King Æthelred ordered the massacre of Danes in England on November 13th, 1002.

Æthelred
Æthelred

Why St Brice became so popular in Anglo-Saxon England is a mystery. A Gaulish cleric of the fourth century, he succeeded St Martin as Bishop of Tours and behaved so badly that he was driven out of his diocese, but he changed his ways and was greatly revered by the time he died in 444. Little memory of him survives today, except for the massacre ordered on his festival day by King Ethelred of England.

Æthelred the Unready, or the Ill-Advised, had been king since the age of twelve in 978, after his step-brother had been murdered at Corfe on the orders of Æthelred's mother. The pretence that all the leading magnates and churchmen of England had preferred Ethelred to his brother failed to convince and the administration soon had to struggle with fresh waves of attacks by Vikings, who found England temptingly weak. Normandy, ruled by descendants of Norsemen, provided them with handy harbours and they established a base on the Isle of Wight. Sometimes there was fierce English resistance. In 991 Ealdorman Brihtnoth was killed at the famous battle of Maldon in Essex by a Viking host under Olaf Tryggvason, a Norwegian who returned to plunder the north-east in 993. The next year, he and Swein Forkbeard, the Danish king, attacked London together unsuccessfully. Olaf turned to harry the south-east, but Æthelred succeeded in buying him off. The men of Devon stood firm in 998. More often, however, English generals and officials seem to have been incompetent or irresolute.

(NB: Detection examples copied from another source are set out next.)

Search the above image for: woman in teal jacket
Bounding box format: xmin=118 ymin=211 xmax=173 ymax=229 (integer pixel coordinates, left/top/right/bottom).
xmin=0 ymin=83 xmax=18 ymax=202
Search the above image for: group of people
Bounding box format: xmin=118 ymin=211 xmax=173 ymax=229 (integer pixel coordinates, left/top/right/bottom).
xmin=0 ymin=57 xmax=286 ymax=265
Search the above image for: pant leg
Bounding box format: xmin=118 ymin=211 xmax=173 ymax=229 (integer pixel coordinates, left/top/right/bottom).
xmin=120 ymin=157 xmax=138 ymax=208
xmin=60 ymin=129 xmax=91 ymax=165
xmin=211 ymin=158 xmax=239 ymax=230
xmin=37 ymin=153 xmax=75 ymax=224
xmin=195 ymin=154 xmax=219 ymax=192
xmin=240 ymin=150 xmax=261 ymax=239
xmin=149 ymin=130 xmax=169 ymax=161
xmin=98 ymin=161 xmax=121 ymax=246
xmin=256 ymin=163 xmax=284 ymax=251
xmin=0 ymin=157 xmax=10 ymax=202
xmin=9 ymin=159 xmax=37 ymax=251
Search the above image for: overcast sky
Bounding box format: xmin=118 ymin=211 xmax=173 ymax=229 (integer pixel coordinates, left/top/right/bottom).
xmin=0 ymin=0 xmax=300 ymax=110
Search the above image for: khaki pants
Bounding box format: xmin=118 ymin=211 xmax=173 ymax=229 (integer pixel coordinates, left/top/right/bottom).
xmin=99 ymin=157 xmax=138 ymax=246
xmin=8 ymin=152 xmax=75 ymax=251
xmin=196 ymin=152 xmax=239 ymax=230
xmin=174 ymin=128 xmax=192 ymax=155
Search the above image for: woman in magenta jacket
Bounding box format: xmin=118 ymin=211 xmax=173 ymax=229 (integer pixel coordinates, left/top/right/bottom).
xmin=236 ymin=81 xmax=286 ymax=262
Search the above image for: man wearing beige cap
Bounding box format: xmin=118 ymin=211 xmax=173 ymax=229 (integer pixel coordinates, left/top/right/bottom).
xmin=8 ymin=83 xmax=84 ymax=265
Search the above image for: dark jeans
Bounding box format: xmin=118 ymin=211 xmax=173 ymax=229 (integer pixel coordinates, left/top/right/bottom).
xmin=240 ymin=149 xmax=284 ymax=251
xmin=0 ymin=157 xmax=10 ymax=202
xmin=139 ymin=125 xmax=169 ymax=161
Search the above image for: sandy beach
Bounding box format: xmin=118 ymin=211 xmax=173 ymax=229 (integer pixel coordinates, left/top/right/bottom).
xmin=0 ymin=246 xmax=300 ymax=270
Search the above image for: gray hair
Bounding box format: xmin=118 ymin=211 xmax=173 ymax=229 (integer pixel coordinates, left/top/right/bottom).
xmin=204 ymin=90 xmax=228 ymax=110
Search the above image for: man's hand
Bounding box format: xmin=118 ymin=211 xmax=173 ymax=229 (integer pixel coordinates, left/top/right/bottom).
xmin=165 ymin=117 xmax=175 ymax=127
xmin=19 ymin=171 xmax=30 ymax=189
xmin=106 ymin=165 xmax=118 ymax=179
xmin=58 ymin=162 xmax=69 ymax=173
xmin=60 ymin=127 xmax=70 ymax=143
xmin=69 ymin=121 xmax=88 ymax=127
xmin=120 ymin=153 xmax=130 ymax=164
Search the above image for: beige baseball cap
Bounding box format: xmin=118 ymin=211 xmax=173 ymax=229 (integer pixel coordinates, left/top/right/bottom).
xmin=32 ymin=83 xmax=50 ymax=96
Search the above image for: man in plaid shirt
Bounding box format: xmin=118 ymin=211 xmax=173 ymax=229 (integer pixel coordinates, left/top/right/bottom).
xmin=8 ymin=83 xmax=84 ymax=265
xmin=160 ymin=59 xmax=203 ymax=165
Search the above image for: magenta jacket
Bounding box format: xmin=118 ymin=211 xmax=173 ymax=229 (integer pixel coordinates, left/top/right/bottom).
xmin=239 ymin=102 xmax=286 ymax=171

Unlike his predecessors, Æthelred seldom led troops in battle himself and his regime was unable to find an effective military leader. He strengthened the English navy. He paid Danegeld. He made an agreement with Duke Richard of Normandy that neither would shelter the other's enemies. In the spring of 1002 he married Emma, Duke Richard's daughter and a formidable person in her own right, to cement the alliance.

Perhaps encouraged by the Norman connection, Æthelred gave the order for the slaughter of 'all the Danish men who were among the English race' on St Brice's Day because they meant to kill him and his advisers and take over the kingdom. Danes had been settled in numbers in the Danelaw in England for a hundred years and more, and it would hardly have been possible to murder them. Maybe the decree applied only to more recent arrivals, but whether the government was capable of organising a mass killing effectively is in considerable doubt. How many were actually massacred is uncertain.

Certainly some Danes were killed, and not only men. In Oxford threatened Danish families broke into St Frideswide's church for sanctuary and resisted the local people's efforts to evict them. The local people then burned the place down and the Danes were presumably burned alive with it. This is mentioned in a charter Æthelred issued to St Frideswide's in 1004, in which he recalled his order for 'a just extermination' of all the Danes in England, who had 'sprouted like a cockle amongst the wheat'. His decree had been issued, he claimed, on the advice of all his leading men and magnates.

One of those killed at Oxford, apparently, was Gunnhild, the sister of Swein Forkbeard, which inevitably sharpened the latter’s hostility. The following summer he sacked Exeter which, significantly perhaps, Æthelred had bestowed on Emma. Swein went on to harry Wessex and destroy Wilton. The Viking assaults intensified and a royal charter of 1004 spoke of 'the anger of God raging with ever increasing savagery against us.' When Æthelred died in 1016, almost the whole of England was ruled by Swein Forkbeard's son Cnut. The following year he appropriated Emma.